Bringen Sie unbedingt jede Pumpe zurück, die für Sie nicht funktioniert, damit die Geschäfte sich darauf einrichten, gute Pumpen anzubieten.

Achten Sie auf die Möglichkeit des Strombetriebs. Batterien entladen sich zu schnell, um absolut zuverlässig zu sein, heben Sie sie also besser für Situationen auf, wenn keine Steckdose in der Nähe ist. Ansonsten benutzen Sie die Steckdose.

Und denken Sie daran, nach der Garantie zu fragen.

Mit einer Handpumpe

brauchen Sie mehr Zeit als mit elektrischen Pumpen und benötigen darüber hinaus mehr Konzentration.

Auf der anderen Seite brauchen Sie dazu keine Steckdose. Sie sind hauptsächlich für Mütter, die gelegentlich eine Flasche abpumpen wollen, nicht so sehr für Mütter, die Vollzeit arbeiten.

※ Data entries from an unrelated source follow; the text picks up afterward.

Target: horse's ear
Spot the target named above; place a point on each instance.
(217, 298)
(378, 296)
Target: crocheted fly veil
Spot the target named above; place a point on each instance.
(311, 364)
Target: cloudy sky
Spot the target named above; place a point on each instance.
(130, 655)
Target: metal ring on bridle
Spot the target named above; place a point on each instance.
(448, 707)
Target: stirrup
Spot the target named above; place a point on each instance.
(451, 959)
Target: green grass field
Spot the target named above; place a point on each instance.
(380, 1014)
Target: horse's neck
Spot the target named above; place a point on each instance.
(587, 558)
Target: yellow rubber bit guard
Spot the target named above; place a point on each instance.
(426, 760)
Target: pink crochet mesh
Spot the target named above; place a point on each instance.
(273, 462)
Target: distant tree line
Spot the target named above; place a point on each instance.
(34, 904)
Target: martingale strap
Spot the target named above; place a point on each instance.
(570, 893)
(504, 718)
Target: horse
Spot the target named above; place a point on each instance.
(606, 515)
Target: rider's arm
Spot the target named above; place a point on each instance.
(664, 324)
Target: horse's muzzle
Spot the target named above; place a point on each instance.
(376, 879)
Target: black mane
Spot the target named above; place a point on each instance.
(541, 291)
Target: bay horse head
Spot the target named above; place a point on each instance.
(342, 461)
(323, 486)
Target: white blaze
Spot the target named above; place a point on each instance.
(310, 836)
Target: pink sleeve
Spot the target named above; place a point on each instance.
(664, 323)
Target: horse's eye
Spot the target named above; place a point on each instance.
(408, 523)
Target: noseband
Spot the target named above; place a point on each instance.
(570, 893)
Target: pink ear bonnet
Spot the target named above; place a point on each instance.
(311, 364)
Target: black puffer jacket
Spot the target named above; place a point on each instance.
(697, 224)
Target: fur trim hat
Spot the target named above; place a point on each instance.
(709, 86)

Auch hier, hüten Sie sich vor Pumpen von Firmen, die andere Gegenstände für die Ernährung von Säuglingen herstellen.

Allgemeine Regeln

Stillprobleme? Mietpumpe.
Berufstätige Mutter? Große Doppelpumpe mieten oder kaufen.
Gelegentlicher Gebrauch? Kleine elektrische oder Handpumpe.

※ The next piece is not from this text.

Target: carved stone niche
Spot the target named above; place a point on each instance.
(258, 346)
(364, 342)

Und das Entleeren per Hand kann von allen genutzt werden, ist absolut kostenfrei und immer verfügbar.

Original: About Pumps von Diane Wiessinger, MS, IBCLC, 2006
Übersetzung: Regine Gresens, IBCLC, November 2004
Foto: bettina n via photopin cc

Hier finden Sie weitere Tipps zum Abpumpen.

Veröffentlicht von: Regine Gresens

Regine Gresens ist Mutter, Hebamme, Still- & Laktationsberaterin IBCLC, Heilpraktikerin für Psychotherapie (HeilprG) und Autorin. Sie hilft Müttern, sich selbst und ihrem Baby zu vertrauen, entspannt und erfolgreich zu stillen und ihren eigenen Weg mit dem Baby zu gehen, auch wenn die Welt es ihnen schwer macht. Folge ihr auf Facebook, Twitter, Youtube und Google+.

3 Kommentare

  1. Ich hab die elektr. Pumpe genutzt. Es lief aber von Anfang an immer eher schlecht als recht. Ich konnte nie viel abpumpen, da nach 1-2 Milchspendereflex-Auslösen meist wieder Schluss war. Mit heiss duschen kurz davor und Massage kam jeweils etwas mehr raus. Aber insgesamt nicht wirklich viel. Anfangs, als mir geraten wurde neben dem Stillen auch noch abzupumpen und zuzufüttern, hat mich das psychisch richtig fertig gemacht, dass da einfach nicht mehr rauskommen wollte. In allen Anleitungsvideos, die ich im Internet gesehen hab, waren da immer Frauen, die unheimliche Mengen abgepumpt haben! Ich dachte dann deswegen wirklich ’ne ganze Zeit lang, dass ich wohl nicht genug Milch hab. Die Mütterberaterin, welche ich zu diesem Zeitpunkt hatte, wusste es leider auch nicht besser und wollte mir Formula einreden (da angeblich weniger stressig für Mutter). Ich hab nicht auf sie gehört bzw hab dann einfach versucht öfter kleine Mengen abzupumpen und zu sammeln. Heute weiss ich, dass ich nicht zu wenig Milch hatte/hab. Stille meinen Kleinen seit nunmehr drei Jahren. Er beschwert sich nicht über die Trinkmenge. Deshalb sag‘ ich heute jeder verunsicherten Frau, welche sich für dieses Thema interessiert: die abgepumpte Milchmenge sagt nichts über die in der Brust verfügbare bzw produzierte Milchmenge aus! Entscheidend ist es, ob es der Pumpe oder Frau gelingt den Milchspendereflex auszulösen. Und ich glaube, es hat vielleicht auch etwas damit zu tun, wie kurz oder lang die üblichen Stillabstände mit Baby sind, wie viel man dann pro Mal abpumpen kann??

  2. Also ich muss sagen, dass ich von der Motorleistung keinen Unterschied feststellen konnte zwischen der großen Medela Symphonie und der Medela Swing Maxi! Ich Pump Stille nun seit einem Jahr! (dh. meine Kleine bekommt KEINE Fertigmilch, sondern ausschließlich abgepumpte Muttermilch seitdem sie 4 Wochen alt ist, davor haben wir uns mit dem Stillen „abgekämpft“)! Die Milchpumpe ist bei mir im täglichen Dauereinsatz! Einen Motor der Medela Maxi habe ich schon „fertig“ gepumpt -war aber noch in der Garantiezeit!
    Bin mit dem Preis-Leistungs-Verhältnis durchaus zufrieden, v.a. da man die kleine Swing Maxi auch überall mit hinnehem kann, was bei mind. alle drei Stunden am Anfang der Stillzeit abpumpen schon von großem Vorteil ist! Nun mit einem Jahr pumpe ich noch 4 Mal täglich (insgesamt 750 ml) ab!